A Startup Social Network

As the managing co-founder, I left Condé Nast and raised $100k in seed and angel funding to build a social network and inspiration community for designers, design:relatedTM, launched in late 2007 using Ruby on Rails.

The application was built from the ground up through agile design and code. In addition to writing and pushing code, I managed every facet of the business, IT infrastructure, and product development cycles from the start of the business until it’s end in 2013.

Prototypes (c.2009) →
My Role as Co-Founder, CEO:
  • Funding
  • Business Development
  • Product Design
  • Product Management
  • UX Design
  • Visual Design
  • Operations
  • Cloud Architecture
  • Security
  • Community Management
  • v. 1.0 to 1.9

    The first few years showed vast potential as other products like Behance, Dribbble, and Pinterest came to the forefront. We used realtime data to better serve our community through editorial and programmatic means.

  • v. 2.0

    The second version of the site launched in late 2010. This time it was rearchitected from the ground up, taking the infrastructure from virtual private servers to Amazon's new cloud offerings, EC2, RDS, and S3.

    I also installed New Relic and Cloud Flare to keep tabs on performance, I/O, and potential security threats.



Active Users


User Revenue Generated


Jobs Posted


From IT Infrastructure to Revenue Models

As an entrepreneur, I had to manage many different facets of the business.
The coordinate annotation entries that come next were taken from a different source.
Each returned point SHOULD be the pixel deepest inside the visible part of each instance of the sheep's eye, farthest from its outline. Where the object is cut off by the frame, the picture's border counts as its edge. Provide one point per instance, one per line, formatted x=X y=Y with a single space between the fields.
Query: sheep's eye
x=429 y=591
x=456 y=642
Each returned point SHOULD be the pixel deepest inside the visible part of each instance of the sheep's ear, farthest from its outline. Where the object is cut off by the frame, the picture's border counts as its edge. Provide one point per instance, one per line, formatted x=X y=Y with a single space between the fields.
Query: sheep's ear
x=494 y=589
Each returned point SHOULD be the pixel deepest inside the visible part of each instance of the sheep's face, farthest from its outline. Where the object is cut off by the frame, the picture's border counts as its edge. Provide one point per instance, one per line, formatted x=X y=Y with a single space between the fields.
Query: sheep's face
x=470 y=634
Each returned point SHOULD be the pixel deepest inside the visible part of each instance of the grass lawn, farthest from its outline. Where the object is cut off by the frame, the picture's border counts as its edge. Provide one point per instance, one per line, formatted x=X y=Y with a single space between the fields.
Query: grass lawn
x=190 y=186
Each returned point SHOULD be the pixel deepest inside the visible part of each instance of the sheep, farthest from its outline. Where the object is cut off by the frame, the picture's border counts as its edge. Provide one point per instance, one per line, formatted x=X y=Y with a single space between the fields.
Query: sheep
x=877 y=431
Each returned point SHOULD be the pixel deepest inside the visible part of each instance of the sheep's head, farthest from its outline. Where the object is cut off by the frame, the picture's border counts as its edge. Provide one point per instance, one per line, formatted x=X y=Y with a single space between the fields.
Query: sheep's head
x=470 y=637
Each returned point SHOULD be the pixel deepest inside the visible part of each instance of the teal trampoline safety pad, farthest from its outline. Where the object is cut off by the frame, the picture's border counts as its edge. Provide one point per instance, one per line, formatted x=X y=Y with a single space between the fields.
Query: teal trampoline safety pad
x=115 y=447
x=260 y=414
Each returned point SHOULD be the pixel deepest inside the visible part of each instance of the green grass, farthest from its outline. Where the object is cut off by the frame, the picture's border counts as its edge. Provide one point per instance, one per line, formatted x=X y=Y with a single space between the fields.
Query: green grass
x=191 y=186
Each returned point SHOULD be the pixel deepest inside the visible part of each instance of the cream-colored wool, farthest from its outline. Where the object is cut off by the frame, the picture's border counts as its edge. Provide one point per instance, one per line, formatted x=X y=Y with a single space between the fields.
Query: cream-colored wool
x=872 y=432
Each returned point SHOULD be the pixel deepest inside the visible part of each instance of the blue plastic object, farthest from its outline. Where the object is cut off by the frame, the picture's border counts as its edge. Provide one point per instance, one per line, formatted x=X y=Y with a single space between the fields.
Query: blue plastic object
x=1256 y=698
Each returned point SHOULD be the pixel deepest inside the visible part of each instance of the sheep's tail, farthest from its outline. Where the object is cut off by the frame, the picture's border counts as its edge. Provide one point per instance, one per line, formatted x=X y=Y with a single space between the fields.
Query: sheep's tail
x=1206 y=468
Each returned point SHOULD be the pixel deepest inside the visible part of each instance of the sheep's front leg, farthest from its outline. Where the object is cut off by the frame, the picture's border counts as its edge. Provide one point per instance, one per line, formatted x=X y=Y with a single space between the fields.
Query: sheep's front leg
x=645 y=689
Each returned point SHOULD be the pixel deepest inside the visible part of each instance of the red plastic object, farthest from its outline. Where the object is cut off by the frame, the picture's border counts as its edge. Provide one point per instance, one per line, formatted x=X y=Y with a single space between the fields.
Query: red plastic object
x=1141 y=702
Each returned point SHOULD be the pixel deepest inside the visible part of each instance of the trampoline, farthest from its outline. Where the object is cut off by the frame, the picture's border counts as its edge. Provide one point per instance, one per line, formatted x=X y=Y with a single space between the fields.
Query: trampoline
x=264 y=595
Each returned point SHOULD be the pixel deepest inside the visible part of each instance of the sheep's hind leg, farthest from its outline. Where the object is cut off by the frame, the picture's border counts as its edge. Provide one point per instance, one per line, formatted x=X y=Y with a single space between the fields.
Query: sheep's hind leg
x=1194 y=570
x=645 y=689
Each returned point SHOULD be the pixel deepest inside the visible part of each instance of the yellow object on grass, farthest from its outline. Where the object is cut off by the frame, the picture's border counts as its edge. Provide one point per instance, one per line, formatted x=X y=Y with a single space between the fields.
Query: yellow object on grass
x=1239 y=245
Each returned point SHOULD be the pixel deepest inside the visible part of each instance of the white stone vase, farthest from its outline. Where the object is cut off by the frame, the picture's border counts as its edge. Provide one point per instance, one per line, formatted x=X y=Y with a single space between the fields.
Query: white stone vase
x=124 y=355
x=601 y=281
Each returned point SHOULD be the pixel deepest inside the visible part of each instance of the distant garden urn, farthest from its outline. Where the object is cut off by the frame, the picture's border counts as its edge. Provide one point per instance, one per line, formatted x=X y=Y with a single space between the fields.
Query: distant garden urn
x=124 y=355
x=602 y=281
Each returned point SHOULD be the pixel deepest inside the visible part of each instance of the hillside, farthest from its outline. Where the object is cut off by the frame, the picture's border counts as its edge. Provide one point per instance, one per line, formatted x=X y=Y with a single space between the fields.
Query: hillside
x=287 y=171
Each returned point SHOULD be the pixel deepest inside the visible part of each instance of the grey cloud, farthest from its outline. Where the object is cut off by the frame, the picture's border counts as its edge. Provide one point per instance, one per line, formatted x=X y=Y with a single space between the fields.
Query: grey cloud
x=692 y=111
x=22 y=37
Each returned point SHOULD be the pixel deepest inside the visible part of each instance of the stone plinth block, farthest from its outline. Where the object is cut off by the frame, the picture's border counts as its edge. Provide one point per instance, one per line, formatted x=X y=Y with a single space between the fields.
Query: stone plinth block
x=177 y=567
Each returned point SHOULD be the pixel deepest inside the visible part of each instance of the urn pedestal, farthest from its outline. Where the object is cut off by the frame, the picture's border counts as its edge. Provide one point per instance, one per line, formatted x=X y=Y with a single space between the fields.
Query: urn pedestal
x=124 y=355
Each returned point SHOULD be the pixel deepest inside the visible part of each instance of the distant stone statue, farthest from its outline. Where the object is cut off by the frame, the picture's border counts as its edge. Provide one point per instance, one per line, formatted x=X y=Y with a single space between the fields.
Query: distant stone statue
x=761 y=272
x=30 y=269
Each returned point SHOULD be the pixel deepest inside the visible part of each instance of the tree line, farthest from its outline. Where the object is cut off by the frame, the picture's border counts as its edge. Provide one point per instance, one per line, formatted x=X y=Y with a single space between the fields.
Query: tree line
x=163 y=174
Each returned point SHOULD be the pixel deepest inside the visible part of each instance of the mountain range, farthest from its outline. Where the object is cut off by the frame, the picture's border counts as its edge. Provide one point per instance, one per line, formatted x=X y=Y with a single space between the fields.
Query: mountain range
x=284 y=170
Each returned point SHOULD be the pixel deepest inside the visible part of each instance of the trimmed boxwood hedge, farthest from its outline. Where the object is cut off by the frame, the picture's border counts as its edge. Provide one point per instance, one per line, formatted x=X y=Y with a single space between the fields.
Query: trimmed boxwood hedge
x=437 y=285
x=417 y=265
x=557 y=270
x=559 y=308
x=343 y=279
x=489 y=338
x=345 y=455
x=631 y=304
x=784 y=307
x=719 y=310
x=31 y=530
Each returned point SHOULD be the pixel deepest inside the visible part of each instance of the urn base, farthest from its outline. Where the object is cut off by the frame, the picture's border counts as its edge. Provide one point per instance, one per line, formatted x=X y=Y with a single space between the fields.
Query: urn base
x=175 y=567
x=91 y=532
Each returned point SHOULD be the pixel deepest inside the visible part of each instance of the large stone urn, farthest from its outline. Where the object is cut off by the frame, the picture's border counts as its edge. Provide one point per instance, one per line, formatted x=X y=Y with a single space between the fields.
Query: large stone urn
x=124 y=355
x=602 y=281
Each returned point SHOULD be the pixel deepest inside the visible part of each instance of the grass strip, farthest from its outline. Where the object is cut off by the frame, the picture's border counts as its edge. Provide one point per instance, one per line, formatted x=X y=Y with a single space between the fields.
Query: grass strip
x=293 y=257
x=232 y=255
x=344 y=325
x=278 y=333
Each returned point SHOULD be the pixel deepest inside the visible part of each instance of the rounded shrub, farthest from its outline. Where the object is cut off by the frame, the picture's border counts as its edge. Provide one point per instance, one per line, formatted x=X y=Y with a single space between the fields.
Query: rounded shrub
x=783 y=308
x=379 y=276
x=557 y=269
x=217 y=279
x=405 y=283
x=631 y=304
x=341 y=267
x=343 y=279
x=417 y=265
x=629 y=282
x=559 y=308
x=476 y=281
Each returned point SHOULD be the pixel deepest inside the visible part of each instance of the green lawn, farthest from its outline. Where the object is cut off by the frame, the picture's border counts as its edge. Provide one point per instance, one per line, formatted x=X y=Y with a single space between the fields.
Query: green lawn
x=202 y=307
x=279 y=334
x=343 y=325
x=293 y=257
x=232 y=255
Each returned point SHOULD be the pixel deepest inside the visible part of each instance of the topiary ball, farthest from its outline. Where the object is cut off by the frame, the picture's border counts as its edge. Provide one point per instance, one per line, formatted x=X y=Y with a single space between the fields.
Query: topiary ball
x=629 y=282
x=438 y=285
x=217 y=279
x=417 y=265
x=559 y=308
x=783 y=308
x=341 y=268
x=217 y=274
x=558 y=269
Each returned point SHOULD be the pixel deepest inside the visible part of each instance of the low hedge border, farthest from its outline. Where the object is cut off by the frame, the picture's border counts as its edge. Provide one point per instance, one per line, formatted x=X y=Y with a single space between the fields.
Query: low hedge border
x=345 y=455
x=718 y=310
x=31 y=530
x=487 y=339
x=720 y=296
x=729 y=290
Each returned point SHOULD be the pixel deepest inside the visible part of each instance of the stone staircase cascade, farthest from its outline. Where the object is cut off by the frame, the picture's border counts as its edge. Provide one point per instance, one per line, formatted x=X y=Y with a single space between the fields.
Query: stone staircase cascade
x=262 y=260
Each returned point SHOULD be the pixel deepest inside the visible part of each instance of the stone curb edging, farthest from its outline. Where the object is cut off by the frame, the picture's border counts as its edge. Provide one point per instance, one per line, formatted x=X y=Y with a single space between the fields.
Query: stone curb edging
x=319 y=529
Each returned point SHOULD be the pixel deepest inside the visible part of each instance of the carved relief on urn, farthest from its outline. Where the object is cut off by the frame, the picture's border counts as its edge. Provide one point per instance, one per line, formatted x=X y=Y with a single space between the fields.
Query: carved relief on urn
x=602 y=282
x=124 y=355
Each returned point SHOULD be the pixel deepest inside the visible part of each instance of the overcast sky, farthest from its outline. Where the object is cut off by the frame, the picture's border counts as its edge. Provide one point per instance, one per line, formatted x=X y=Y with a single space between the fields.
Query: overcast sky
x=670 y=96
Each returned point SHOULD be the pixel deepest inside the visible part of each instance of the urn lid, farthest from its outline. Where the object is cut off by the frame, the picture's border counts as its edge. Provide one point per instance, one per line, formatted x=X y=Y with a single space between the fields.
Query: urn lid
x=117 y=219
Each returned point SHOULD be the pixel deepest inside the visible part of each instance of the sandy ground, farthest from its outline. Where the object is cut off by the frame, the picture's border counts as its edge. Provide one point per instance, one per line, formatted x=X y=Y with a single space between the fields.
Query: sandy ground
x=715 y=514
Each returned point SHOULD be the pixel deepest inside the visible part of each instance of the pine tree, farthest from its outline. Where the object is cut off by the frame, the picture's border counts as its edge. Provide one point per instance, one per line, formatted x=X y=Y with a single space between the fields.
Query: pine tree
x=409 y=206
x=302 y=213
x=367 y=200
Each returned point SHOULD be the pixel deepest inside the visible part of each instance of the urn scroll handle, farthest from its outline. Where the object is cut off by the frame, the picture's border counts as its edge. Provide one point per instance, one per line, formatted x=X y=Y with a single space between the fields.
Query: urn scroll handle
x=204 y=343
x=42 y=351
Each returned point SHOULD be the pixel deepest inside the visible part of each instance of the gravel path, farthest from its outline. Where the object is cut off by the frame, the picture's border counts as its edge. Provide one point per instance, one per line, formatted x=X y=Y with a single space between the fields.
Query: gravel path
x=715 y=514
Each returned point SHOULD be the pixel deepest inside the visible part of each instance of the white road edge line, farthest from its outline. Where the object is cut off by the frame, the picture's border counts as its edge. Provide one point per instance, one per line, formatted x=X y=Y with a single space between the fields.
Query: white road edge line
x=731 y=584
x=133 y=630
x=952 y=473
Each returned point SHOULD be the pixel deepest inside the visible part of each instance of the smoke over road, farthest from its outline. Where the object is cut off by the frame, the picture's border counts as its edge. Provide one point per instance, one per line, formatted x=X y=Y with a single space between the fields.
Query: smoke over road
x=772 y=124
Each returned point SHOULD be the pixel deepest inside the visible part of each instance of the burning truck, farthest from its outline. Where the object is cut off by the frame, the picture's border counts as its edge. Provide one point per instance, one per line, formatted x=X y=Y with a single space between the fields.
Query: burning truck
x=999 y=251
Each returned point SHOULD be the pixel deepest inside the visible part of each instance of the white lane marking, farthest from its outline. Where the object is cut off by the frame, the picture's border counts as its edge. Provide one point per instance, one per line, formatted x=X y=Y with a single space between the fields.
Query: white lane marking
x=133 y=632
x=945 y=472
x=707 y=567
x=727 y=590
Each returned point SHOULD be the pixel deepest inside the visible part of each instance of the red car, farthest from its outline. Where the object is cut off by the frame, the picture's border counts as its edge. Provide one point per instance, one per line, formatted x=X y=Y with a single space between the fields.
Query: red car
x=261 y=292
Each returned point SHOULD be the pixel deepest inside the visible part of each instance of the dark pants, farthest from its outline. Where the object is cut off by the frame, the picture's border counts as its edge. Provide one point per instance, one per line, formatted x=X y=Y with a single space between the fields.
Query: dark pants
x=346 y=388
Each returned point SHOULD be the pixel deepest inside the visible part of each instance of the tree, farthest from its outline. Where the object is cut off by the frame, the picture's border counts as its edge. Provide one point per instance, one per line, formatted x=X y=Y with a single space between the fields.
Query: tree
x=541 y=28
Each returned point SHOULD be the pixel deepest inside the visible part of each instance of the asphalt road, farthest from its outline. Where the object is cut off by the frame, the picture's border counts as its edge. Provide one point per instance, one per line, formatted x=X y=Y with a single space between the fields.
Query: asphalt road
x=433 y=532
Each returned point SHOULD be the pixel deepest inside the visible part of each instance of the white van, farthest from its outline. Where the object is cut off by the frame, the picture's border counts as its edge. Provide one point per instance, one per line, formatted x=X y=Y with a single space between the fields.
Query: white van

This included burn rate on a total investment of $275k over six years.

Life Cycle

Startup c. 2007 - 2013

The product was sunset at the end of 2013 when funding had all but run out, and it was time to fold the social network.

In the process, I learned: how to form and run a partnership business, how to raise funding, the ins and outs of startup culture, how to name drop (i.e., having coffee or a beer with other startups like Shopify, Tumblr, Behance, Meetup, 4Chan, and more), Ruby on Rails, IT architecture, Cloud architecture (c. 2008/2009), end-to-end product design, business development, legal (ugh), customer service, prototyping, testing, agile development, subversion, git, UX analytics, how to write editorial that gets picked up, community management, social network engineering, iterative & agile design, and a whole lot more.